2.2 Testing on the DEKOIS2.0 dataset

The DEKOIS2.0 dataset (Bauer et al., 2013) was used to benchmark FRAGSITE2 as an independent testing dataset from the training DUD-E set. DEKOIS2.0 is based on BindDB bioactivity data (Livyatan et al., 2015) and provides 81 structurally diverse benchmark sets for a wide variety of different target classes. It has a decoy/active ratio of 30; meaning the maximal possible EF1% is 30, which is smaller than 60 found for the DUD-E set. To compare to other previous methods, we again use an 80% sequence identity cutoff between testing the DEKOIS2.0 targets and the training DUD-E targets. Table 4 summarizes the performance of FRAGSITE2 on the DEKOIS2.0 set in comparison to FINDSITEcomb2.0 and FRAGSITE, and the combined approach, FRAGSITEcomb. Figure 2 shows the dependence of EF1% on the TC cutoff on the DEKOIS2.0 set. Both Table 4 and Figure 2 show a similar trend in results as was seen for the DUD-E set. With no TC cutoff to template ligands, FRAGSITE2 has a close EF1% (15.87) to that of FRAGSITE (17.72), and the numbers of targets with an EF1% > 1 are also close (70 vs. 72). The combined approach, FRAGSITEcomb, has a slightly better EF1% (18.30) compared with all three individual methods and has a larger number of targets, 75, with an EF1% > 1. With a TC cutoff = 0.7, both FRAGSITE2's EF1% and the number of targets with EF1% > 1 are significantly better than those of FRAGSITE's (23.63 vs. 11.66, 57 vs. 41, respectively).

TABLE 4. Mean enrichment factor EF1% of methods on the 81 target DEKOIS2.0 set.
FINDSITEcomb2.0 FRAGSITE FRAGSITE2 FRAGSITEcomb
TC cutoff to template ligands EF1% No. of EF1% > 1 EF1% No. of EF1% > 1 EF1% No. of EF1% > 1 EF1% No. of EF1% > 1
None 16.67 66 17.72 72 15.87 70 18.30 75
0.9 13.49 58 19.17 70 18.58 67 19.95 70
0.8 7.02 42 15.02 58 19.67 66 18.95 63
0.7 3.13 13 11.66 41 23.63 57 21.97 54
0.6 0.52 3 10.02 17 18.55 30 15.74 28
  • Note: Bold numbers are the best performing results.
  • Abbreviations: EF1%, 1% enrichment factor; TC, Tanimoto coefficient.
Details are in the caption following the image
Dependence of enrichment factor at the top 1% of screened molecules EF1% on the Tanimoto coefficient (TC) cutoffs to template ligands for the DEKOIS2.0 set.

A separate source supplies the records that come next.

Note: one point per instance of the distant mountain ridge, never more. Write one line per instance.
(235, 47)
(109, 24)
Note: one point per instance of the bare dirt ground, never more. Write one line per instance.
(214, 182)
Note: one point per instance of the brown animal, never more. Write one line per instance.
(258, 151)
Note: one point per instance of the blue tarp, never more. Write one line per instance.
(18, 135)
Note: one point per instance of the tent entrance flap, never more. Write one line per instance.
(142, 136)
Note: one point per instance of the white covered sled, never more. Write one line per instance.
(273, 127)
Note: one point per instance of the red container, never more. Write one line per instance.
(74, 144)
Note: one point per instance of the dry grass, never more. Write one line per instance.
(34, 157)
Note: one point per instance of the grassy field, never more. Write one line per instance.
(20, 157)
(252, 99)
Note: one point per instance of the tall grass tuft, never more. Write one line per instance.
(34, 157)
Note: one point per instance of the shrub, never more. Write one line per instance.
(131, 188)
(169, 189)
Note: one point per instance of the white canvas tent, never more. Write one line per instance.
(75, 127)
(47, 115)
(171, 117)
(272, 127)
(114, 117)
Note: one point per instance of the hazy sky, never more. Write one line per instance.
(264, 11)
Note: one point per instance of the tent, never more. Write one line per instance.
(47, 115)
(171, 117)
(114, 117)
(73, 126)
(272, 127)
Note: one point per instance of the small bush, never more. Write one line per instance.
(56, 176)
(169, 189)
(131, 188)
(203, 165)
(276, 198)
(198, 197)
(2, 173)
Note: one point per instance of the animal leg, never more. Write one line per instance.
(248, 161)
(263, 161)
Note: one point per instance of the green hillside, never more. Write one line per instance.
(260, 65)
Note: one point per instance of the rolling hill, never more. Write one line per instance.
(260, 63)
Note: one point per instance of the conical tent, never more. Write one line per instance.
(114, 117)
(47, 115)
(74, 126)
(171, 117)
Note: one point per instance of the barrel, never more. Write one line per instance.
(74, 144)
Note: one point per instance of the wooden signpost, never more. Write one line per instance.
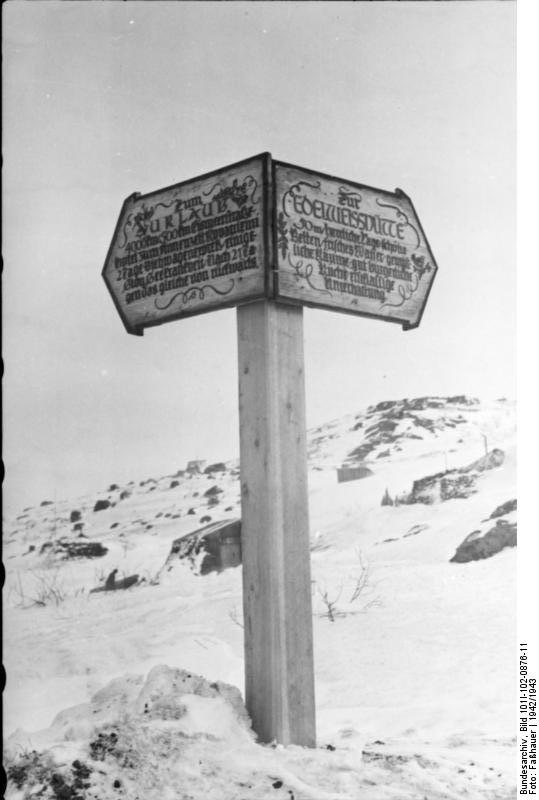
(269, 238)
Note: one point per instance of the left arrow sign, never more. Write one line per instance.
(194, 247)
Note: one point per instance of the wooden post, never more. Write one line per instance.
(279, 673)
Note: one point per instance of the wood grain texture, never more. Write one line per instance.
(348, 247)
(190, 248)
(275, 524)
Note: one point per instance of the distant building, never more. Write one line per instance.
(352, 473)
(195, 467)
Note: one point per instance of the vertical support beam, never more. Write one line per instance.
(279, 674)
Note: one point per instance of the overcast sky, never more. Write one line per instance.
(104, 99)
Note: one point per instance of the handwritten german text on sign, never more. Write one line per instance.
(349, 247)
(193, 247)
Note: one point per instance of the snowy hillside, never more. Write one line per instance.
(130, 693)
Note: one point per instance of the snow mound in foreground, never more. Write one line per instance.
(176, 736)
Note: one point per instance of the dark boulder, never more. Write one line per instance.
(101, 505)
(210, 549)
(476, 546)
(505, 508)
(212, 491)
(67, 548)
(217, 467)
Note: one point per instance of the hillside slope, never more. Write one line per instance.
(414, 665)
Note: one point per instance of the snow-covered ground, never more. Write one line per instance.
(415, 677)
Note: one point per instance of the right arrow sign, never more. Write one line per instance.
(347, 247)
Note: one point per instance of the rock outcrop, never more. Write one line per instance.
(477, 546)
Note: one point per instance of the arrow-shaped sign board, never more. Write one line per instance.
(270, 238)
(193, 247)
(349, 247)
(261, 229)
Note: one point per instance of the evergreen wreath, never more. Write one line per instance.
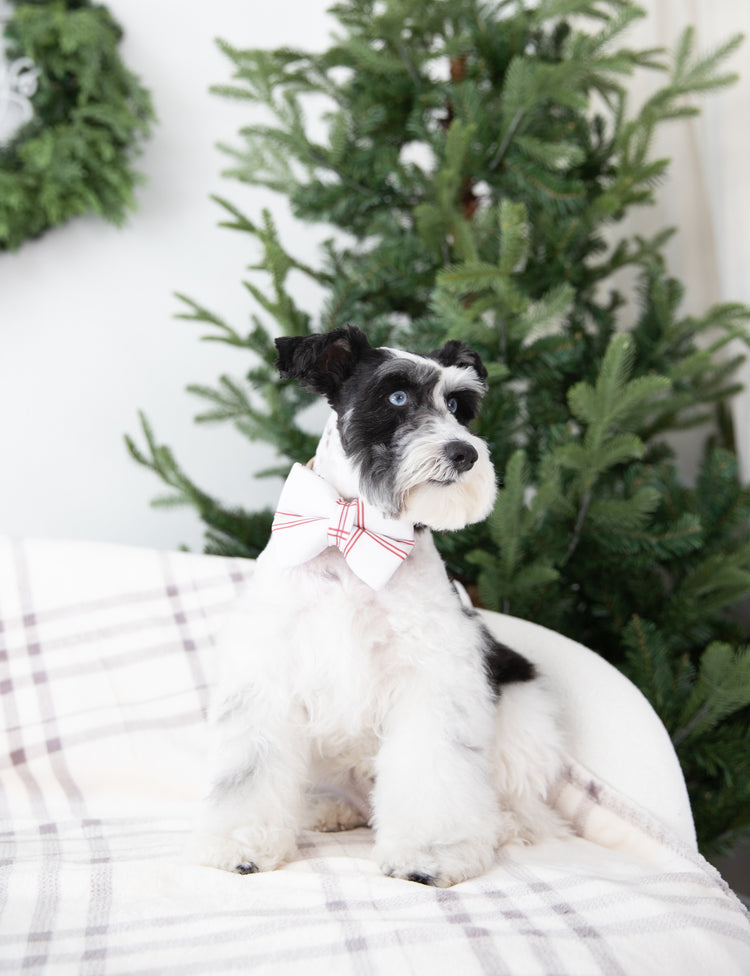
(91, 115)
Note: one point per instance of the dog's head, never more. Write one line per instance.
(402, 421)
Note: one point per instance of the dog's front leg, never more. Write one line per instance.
(435, 813)
(250, 819)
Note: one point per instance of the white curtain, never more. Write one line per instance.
(707, 194)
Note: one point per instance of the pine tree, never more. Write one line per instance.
(479, 158)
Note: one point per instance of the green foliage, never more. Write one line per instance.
(91, 116)
(478, 159)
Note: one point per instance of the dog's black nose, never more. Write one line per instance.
(461, 455)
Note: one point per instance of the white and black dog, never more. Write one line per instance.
(363, 690)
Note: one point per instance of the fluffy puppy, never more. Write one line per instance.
(357, 686)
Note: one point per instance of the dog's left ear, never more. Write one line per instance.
(322, 363)
(455, 353)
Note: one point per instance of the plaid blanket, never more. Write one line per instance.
(105, 653)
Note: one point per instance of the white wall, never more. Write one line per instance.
(87, 328)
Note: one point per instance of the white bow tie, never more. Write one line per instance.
(310, 517)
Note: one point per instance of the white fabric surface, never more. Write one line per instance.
(104, 655)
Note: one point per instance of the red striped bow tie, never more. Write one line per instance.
(310, 517)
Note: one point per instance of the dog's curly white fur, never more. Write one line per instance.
(341, 705)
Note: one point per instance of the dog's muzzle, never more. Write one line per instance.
(461, 455)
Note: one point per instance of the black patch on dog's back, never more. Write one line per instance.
(504, 666)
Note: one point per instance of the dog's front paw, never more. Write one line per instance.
(235, 852)
(440, 865)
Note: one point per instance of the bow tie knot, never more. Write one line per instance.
(311, 517)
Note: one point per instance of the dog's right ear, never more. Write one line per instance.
(322, 363)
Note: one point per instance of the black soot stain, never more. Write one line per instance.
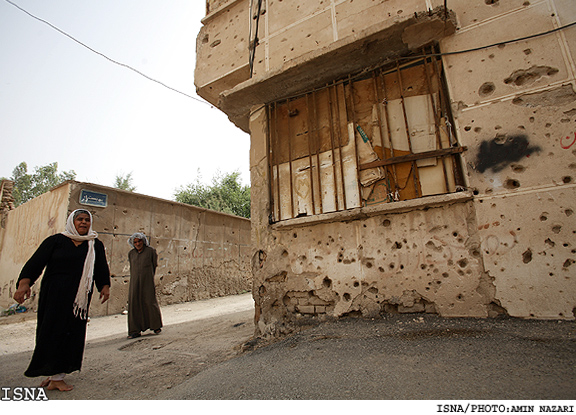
(499, 152)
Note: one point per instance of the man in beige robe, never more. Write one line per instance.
(143, 309)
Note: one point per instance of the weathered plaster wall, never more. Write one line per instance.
(515, 108)
(310, 43)
(201, 253)
(505, 245)
(21, 232)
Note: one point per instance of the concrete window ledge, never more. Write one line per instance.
(377, 210)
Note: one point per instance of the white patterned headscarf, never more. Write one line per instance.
(137, 235)
(86, 282)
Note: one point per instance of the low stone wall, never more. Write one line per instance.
(201, 253)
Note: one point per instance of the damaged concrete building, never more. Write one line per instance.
(406, 155)
(201, 253)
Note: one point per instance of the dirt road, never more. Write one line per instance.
(397, 357)
(195, 336)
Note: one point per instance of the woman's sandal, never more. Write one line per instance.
(59, 385)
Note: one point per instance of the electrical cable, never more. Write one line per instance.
(106, 57)
(493, 44)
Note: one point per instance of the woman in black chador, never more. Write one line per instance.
(74, 260)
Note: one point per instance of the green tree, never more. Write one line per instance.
(226, 194)
(28, 186)
(124, 182)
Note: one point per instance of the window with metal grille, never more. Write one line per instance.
(382, 137)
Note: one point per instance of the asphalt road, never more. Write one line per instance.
(403, 357)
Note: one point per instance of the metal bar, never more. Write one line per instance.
(386, 115)
(331, 121)
(339, 121)
(437, 116)
(310, 153)
(275, 151)
(377, 96)
(290, 160)
(414, 167)
(318, 146)
(412, 157)
(351, 86)
(269, 156)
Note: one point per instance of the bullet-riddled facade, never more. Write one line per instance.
(406, 156)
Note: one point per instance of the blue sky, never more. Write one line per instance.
(61, 102)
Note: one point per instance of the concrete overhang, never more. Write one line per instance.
(368, 48)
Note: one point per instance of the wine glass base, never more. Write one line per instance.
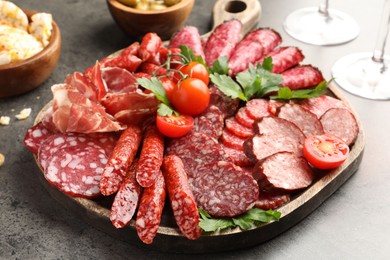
(308, 25)
(359, 75)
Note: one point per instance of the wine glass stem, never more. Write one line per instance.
(324, 8)
(383, 33)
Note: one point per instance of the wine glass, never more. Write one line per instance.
(321, 25)
(366, 74)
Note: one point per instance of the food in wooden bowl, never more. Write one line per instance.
(136, 22)
(26, 68)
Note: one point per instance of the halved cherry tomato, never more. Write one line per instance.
(191, 97)
(174, 126)
(168, 86)
(197, 70)
(325, 151)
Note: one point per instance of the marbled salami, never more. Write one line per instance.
(120, 160)
(151, 157)
(150, 210)
(284, 171)
(342, 123)
(126, 199)
(181, 197)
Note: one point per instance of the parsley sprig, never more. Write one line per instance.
(245, 221)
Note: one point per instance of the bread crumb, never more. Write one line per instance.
(4, 120)
(25, 113)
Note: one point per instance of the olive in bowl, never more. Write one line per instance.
(21, 76)
(136, 20)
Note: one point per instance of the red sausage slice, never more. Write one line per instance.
(181, 198)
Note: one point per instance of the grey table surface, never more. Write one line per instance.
(354, 223)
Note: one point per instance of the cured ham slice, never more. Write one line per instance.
(119, 80)
(73, 112)
(130, 107)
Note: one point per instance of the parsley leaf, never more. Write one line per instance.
(228, 86)
(254, 82)
(220, 66)
(245, 221)
(286, 93)
(155, 86)
(188, 55)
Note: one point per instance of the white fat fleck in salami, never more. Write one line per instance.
(342, 123)
(274, 135)
(76, 169)
(233, 141)
(319, 105)
(303, 118)
(224, 190)
(233, 126)
(284, 171)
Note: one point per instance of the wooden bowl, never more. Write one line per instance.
(137, 23)
(22, 76)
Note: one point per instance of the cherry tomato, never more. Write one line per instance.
(174, 126)
(169, 86)
(191, 97)
(325, 151)
(197, 70)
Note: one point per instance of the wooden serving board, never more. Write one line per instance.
(169, 239)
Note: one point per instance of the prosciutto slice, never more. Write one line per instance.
(73, 112)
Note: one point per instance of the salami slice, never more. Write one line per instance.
(284, 171)
(252, 47)
(243, 118)
(342, 123)
(222, 40)
(303, 118)
(126, 200)
(76, 169)
(190, 37)
(181, 198)
(303, 76)
(257, 108)
(233, 126)
(120, 160)
(319, 105)
(238, 157)
(274, 135)
(235, 192)
(196, 149)
(203, 125)
(284, 58)
(34, 137)
(150, 210)
(233, 141)
(151, 157)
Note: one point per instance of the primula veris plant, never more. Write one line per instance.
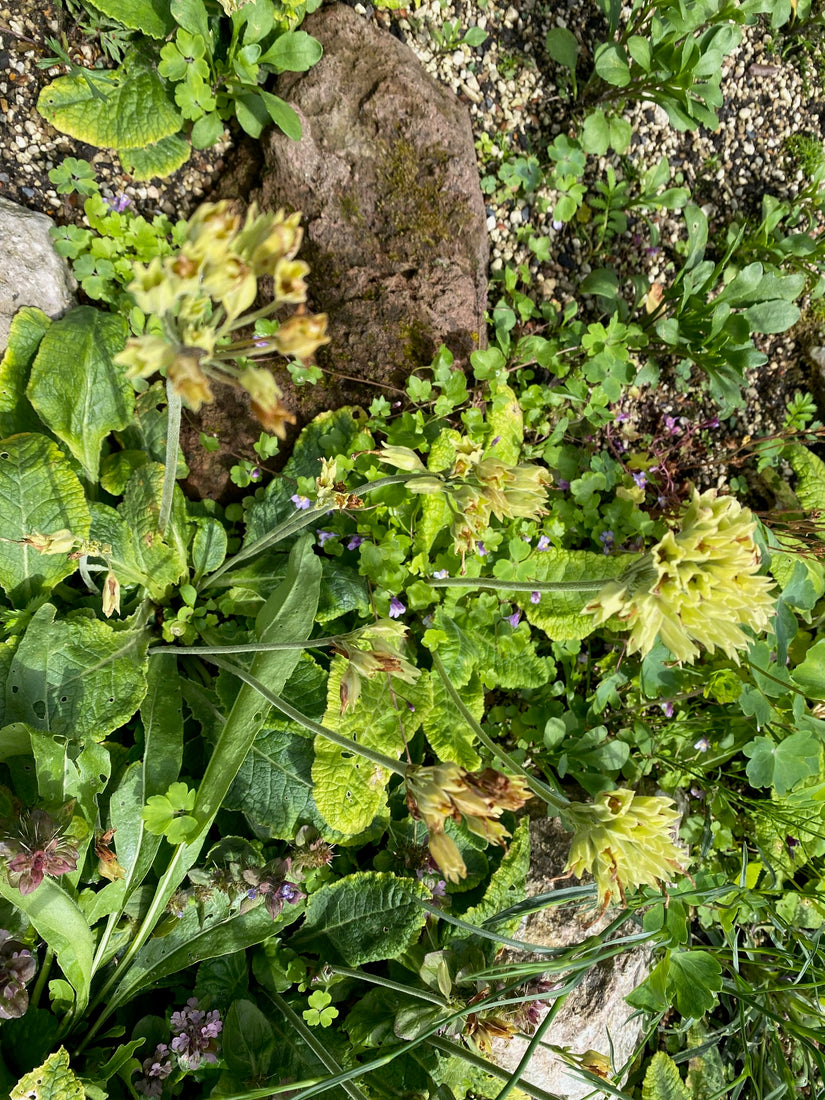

We note that as the TC cutoff becomes smaller, FRAGSITE2's mean EF1% increases. This is due to combination of three effects: (a) a possible performance change for ligands more dissimilar to template ligands, which is small for FRAGSITE2 because it does not sense this information, but it could carry on information from the training set that ligands dissimilar to template ligands might be undertrained. This could be the reason that the number of targets having EF1% > 1 decreases; (b) increase in the value of EF1% when a smaller subset of actives are evaluated (the decoy/active ratio increase results in a larger upper bound); (c) for a TC cutoff ≤0.7, some targets have no actives, thus, are not included in evaluation. The mean numbers of active clusters within the top 1% ranked list are given in Table 5. FRAGSITE2 has the best performance when the TC cutoffs to template ligands are ≤0.8, whereas the combined approach is best for a TC = 0.9 cutoff and no cutoff. Overall, FRAGSITE2's performance is better than FRAGSITE and FINDSITEcomb2.0 in terms of the diversity of top-ranked actives.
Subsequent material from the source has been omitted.